“The lives of great men are like legends-difficult but
beautiful,” Janusz Korczak once wrote, and it was true of his.
Janusz Korczak |
Most Americans have never heard of Korczak, a Polish-Jewish children’s writer and educator, who is as well known in Europe as Anne Frank.
Like her, he died in the Holocaust and left behind a diary.
Unlike her, he had a chance to escape that fate, a chance he chose not to
take.
His legend began on August 6, 1942 during the early stages
of the Nazi liquidation of the Warsaw Ghetto, though his dedication to destitute
children was legendary long before the war.
He was to die as Henryk Goldszmit, the name he was born
with. But it was by his pseudonym that he would be remembered. As Janusz Korczak he introduced progressive
orphanages into Poland, founded the first national
children’s newspaper, trained teachers in what we now call moral education, and
worked in juvenile courts defending children’s rights. His books How to Love a
Child and The Child’s Right to Respect gave parents and teachers new insights
into child psychology.
Dining Hall at Korczak's Orphanage |
Generations of young people had grown up on his books, especially the classic King Matt the First, which tells of the adventures and tribulations of a boy king who aspires to bring reforms to his subjects. It was as beloved in Poland as Peter Pan and Alice in Wonderland were in the English-speaking world.

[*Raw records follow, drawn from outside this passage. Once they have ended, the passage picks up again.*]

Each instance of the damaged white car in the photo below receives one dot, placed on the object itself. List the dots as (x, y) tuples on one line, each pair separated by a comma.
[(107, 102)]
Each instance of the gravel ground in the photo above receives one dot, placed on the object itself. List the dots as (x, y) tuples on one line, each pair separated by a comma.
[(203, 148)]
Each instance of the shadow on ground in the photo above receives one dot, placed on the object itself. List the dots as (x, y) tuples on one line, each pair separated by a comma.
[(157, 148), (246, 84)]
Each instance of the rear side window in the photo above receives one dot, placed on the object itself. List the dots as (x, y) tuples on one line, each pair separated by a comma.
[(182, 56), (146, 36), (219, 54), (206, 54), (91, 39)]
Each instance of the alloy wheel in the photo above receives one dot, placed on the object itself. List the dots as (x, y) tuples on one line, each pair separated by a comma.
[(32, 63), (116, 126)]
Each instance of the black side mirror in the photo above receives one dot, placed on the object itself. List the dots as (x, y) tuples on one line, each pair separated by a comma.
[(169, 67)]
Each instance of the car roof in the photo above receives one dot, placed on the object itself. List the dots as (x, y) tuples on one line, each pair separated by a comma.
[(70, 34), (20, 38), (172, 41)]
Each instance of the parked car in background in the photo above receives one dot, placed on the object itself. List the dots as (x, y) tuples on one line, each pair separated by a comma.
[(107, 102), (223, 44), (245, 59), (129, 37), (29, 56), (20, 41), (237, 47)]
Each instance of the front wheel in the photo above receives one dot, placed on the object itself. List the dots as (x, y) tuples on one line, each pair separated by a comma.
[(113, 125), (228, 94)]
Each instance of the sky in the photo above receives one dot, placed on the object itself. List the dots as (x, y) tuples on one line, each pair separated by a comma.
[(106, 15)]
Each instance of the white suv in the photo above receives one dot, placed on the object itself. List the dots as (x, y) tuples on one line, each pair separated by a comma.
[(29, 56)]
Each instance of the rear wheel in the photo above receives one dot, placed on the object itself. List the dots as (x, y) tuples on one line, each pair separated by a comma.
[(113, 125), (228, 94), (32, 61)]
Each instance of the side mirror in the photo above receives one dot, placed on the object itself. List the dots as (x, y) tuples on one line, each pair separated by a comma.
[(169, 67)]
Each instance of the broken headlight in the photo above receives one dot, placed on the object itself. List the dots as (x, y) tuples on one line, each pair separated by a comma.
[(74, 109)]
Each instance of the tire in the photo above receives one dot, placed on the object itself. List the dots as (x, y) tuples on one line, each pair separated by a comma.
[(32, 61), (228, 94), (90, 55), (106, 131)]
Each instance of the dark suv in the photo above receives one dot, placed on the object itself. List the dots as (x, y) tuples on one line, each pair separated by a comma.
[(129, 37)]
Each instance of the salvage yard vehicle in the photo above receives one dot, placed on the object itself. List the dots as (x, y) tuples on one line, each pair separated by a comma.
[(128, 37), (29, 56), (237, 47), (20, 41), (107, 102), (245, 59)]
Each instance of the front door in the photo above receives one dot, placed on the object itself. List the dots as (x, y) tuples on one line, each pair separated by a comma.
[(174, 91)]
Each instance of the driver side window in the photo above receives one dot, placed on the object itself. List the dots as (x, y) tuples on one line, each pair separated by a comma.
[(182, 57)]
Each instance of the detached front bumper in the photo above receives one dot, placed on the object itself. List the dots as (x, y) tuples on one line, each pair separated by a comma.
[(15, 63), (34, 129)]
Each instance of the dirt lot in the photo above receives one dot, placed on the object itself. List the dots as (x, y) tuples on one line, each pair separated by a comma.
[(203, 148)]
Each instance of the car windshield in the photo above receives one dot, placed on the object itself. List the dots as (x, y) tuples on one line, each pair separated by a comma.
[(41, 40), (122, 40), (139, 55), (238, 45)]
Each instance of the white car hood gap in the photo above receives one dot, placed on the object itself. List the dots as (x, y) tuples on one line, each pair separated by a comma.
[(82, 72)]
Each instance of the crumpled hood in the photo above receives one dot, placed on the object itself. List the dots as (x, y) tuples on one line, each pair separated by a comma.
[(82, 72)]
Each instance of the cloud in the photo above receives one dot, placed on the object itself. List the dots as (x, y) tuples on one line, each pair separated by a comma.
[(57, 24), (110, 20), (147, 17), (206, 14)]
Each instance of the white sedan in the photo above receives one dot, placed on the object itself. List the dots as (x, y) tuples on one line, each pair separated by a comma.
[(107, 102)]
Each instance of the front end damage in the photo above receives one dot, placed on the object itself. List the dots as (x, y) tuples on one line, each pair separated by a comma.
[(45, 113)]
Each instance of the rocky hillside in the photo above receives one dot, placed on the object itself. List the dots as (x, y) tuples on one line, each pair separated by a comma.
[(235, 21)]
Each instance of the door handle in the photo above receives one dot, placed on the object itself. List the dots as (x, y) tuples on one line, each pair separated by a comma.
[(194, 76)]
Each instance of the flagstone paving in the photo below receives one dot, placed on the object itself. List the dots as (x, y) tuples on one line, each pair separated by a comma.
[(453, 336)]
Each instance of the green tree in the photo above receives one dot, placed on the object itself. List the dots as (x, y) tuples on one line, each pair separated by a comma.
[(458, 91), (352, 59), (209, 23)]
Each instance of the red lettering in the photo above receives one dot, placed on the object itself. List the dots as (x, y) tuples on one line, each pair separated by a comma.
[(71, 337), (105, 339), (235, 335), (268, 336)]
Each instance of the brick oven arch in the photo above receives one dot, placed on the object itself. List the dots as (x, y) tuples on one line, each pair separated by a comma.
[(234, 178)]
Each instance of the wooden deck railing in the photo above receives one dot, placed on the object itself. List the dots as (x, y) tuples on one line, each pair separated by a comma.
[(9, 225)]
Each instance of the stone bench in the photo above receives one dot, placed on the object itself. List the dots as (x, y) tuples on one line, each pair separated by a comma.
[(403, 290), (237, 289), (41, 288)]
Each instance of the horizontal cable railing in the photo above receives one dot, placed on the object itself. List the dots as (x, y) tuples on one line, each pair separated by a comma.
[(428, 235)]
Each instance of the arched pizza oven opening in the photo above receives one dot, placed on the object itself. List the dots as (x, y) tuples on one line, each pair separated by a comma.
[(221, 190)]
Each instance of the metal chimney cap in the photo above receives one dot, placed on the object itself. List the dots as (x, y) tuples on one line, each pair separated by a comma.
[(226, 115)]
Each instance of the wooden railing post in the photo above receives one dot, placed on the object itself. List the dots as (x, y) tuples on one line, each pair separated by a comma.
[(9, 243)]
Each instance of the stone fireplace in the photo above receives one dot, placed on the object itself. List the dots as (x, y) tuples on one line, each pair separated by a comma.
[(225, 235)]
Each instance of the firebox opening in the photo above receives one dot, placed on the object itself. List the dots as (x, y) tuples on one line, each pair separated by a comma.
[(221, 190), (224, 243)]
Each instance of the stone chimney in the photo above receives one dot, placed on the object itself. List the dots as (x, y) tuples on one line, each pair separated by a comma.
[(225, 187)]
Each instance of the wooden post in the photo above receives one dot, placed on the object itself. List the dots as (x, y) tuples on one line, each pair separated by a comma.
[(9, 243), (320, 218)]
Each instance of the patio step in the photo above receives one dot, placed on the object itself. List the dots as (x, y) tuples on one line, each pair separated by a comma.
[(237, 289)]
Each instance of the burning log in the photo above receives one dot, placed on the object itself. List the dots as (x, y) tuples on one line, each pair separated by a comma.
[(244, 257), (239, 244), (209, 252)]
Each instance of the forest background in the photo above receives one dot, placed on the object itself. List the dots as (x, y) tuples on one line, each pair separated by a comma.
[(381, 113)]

When the Germans ordered his famous orphanage evacuated, Korczak was forced to gather together the one-hundred-ninety-two children in his care. He led them with quiet dignity on that final march through the ghetto streets to the train that would take them to “resettlement in the East,” the Nazi euphemism for the death camp Treblinka.
At the end, Korczak, who had directed a Catholic as well as
a Jewish orphanage before the war, had refused all offers of help for his own
safety from his Gentile colleagues and friends. “You do not leave a sick child
in the night, and you do not leave children at a time like this,” he said.
According to a popular legend, when the group of orphans
finally reached the Umschlagplatz (deportation point to the death camps), an SS
officer recognized Korczak as the author of one of his favorite children's
books and offered to help him escape. Korczak once again refused.
He boarded
the trains with his children and was never heard from again.
Polish government officials recently unveiled a memorial plaque in
Warsaw in honor of the Warsaw Ghetto hero on the 70th Anniversary of his death.